What I ate: Geneva is, culturally, both Swiss and French in its own unique way. Thus, it felt like the perfect place to enjoy a traditional French breakfast: an espresso and a Pain au Chocolat. (Though, if I’m being completely honest, it wasn’t my first croissant of the trip – nor would it be my last!)
Days 7-10: France, Italy, Germany and Back
Days Seven, Eight, Nine & Ten: France
From Switzerland, my foray into French culture continued in the blue beaches of Nice. As a Francophile, I consider myself a Parisian at heart – but Nice played the perfect contrast to the bustling cities I’d visited previously. Its blue waters and calm skies relaxed me as I drank in the amazing art and delicious food around me.
Following my adventure in Nice, I headed back the way I came: through Verona, to Munich, and, at last, back home to Boston, where my mom greeted me with a hug – and I left feeling like a completely new person. Without getting too dramatic, allow me to say: it’s amazing how travel changes you, and how the places we visit stick with us long after we pack our bags.
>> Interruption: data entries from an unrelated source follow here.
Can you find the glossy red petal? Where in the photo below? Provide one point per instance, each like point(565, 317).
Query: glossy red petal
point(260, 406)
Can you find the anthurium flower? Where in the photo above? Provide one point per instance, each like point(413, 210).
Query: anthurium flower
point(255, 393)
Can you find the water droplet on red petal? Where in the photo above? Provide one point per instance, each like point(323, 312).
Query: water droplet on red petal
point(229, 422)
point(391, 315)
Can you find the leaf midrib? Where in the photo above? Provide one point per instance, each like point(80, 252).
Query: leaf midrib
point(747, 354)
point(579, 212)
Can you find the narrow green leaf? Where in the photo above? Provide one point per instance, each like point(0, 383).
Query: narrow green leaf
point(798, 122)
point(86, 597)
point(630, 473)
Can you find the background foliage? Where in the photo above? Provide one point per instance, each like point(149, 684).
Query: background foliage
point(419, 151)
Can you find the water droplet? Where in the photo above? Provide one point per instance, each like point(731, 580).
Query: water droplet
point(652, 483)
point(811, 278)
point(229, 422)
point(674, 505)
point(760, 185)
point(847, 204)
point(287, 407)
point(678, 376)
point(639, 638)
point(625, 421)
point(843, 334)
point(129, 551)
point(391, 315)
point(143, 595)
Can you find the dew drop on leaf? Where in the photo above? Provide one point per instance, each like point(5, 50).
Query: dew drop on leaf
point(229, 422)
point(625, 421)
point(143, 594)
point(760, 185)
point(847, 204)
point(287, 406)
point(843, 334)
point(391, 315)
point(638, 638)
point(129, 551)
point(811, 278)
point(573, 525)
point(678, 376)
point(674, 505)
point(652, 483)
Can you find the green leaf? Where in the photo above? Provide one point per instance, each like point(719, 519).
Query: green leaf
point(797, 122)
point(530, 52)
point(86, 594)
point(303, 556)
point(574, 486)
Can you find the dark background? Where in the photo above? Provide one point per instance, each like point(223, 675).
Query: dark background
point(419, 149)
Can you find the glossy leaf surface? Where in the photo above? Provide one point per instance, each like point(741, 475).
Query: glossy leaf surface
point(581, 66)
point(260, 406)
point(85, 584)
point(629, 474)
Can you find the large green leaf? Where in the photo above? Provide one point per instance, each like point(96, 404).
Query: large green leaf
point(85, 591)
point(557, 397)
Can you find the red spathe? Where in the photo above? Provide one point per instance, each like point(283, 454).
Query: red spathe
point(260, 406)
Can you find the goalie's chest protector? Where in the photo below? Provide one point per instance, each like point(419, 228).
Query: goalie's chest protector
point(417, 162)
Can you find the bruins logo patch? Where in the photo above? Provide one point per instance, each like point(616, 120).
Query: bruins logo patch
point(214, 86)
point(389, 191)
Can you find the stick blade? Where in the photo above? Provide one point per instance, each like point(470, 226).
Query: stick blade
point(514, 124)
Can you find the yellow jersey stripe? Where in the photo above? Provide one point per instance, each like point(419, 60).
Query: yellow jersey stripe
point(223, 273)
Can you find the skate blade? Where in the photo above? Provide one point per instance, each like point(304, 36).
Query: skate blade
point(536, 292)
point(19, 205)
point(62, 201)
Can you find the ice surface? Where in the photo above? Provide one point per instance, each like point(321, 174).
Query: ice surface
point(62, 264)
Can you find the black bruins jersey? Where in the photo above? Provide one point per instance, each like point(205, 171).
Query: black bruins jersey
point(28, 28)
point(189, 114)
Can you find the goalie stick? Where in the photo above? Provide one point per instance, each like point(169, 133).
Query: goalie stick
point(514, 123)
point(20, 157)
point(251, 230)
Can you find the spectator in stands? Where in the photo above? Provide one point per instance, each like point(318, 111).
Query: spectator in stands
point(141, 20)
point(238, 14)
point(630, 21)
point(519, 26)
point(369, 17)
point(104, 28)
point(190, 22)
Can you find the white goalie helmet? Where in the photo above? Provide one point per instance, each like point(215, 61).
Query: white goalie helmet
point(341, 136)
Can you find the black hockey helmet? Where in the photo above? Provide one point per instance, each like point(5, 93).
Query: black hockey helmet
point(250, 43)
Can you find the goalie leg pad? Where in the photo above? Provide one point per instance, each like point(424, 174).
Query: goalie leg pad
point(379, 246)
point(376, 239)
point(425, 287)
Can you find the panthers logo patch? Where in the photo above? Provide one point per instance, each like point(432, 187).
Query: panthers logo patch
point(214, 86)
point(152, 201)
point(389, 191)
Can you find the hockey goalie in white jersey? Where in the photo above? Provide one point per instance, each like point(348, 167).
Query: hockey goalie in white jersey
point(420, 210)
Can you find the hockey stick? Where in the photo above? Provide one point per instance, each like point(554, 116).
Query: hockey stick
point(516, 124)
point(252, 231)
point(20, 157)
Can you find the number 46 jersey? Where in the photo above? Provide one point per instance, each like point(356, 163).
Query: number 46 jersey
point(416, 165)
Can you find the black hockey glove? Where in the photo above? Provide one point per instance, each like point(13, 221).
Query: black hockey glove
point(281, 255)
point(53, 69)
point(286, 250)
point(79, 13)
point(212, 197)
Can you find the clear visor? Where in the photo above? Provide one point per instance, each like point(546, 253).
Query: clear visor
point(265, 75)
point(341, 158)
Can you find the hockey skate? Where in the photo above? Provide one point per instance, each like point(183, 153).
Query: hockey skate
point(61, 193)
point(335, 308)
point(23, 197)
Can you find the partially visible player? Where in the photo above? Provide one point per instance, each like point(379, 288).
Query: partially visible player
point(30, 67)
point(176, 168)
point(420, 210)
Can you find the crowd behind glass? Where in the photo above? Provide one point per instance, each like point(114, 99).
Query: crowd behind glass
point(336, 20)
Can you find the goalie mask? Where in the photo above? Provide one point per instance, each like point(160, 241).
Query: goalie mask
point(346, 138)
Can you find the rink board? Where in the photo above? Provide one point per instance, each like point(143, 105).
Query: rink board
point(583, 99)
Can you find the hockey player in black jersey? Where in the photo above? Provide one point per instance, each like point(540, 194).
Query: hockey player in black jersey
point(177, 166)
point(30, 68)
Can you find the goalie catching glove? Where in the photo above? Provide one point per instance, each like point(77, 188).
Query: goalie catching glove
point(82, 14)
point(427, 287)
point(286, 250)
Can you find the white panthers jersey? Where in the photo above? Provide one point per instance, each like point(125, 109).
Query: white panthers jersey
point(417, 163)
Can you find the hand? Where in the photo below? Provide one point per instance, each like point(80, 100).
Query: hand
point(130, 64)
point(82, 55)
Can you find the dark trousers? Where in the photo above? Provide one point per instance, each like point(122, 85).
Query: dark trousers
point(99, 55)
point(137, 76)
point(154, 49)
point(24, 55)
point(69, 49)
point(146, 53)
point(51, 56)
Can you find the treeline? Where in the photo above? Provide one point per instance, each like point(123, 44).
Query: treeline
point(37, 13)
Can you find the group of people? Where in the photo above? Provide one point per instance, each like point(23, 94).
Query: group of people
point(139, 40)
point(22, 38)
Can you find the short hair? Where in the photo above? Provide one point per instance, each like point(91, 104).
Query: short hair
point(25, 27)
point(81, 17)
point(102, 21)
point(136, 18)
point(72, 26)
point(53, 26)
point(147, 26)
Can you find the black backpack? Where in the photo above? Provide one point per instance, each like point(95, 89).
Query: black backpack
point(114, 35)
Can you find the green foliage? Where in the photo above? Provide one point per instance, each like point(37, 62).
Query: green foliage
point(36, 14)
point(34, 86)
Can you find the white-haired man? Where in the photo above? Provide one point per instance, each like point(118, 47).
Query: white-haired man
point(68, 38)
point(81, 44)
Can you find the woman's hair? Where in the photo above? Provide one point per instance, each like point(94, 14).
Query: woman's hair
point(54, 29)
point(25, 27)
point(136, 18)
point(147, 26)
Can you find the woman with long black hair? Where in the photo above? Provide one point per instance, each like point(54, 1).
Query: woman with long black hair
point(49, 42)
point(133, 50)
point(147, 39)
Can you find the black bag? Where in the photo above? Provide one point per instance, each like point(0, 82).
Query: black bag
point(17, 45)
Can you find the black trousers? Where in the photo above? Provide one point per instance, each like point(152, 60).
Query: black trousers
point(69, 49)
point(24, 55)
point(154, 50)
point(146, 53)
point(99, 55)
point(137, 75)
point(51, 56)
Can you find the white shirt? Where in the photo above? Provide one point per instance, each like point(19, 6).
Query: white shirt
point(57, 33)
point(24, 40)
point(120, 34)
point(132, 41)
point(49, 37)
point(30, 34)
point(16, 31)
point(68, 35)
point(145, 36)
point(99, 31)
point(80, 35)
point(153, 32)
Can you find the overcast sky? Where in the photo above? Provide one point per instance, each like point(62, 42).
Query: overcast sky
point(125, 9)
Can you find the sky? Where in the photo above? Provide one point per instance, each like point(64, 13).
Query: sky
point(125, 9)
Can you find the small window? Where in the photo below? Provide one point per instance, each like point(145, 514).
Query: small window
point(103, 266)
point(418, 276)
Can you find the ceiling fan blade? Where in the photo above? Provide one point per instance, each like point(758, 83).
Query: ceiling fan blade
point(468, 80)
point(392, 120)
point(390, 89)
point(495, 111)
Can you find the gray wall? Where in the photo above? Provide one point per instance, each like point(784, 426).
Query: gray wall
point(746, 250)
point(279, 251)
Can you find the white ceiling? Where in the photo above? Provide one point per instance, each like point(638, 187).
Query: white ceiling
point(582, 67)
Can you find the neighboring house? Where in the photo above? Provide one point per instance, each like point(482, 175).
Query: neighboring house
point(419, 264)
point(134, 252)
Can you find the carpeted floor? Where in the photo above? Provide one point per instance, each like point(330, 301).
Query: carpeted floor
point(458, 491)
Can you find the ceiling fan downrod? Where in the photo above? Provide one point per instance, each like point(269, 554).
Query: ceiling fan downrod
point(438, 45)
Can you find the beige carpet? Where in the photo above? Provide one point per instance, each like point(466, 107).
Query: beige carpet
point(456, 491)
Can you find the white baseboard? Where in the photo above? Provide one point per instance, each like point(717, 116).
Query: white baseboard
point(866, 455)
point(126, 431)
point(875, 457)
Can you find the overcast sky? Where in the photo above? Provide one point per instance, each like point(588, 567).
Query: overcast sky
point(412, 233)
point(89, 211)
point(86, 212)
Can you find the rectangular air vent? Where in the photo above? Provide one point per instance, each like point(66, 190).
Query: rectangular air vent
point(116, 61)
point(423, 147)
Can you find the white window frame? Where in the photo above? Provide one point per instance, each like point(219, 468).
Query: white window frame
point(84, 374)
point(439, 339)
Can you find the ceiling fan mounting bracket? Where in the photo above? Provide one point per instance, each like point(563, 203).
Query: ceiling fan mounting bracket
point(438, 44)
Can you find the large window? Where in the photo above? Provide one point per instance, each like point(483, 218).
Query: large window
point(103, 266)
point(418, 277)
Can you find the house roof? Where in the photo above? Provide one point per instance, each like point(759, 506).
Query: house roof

What I did: I’m a lover of French food and art, so Nice felt like a playground! I visited the Matisse Museum – where it felt like fate that the exhibit there was a collaboration with my favorite artist, Picasso, whom I’d spent time with in Barcelona not too long ago.
What I saw: As I took the bus across Nice, my favorite part had to be the stunning blue waters of the Mediterranean. After all, Nice is known for its beaches – and while I never found time for another swim, I did revel in the sparkling view before me, more than once marveling how I’d been so fortunate to get to Nice on such a beautiful day.
What I ate: Thanks to my hometown of Boston, I was already a fan of the French Paul Bakery. Eating at a true Paul in France felt more special somehow, so when I found one at the train station, I knew I had to put in my order. For lunch, I enjoyed a multigrain baguette with chicken, tomatoes, lettuce and dijon mustard. And let me tell you: it was delicious, affordable….and just as good as it looks.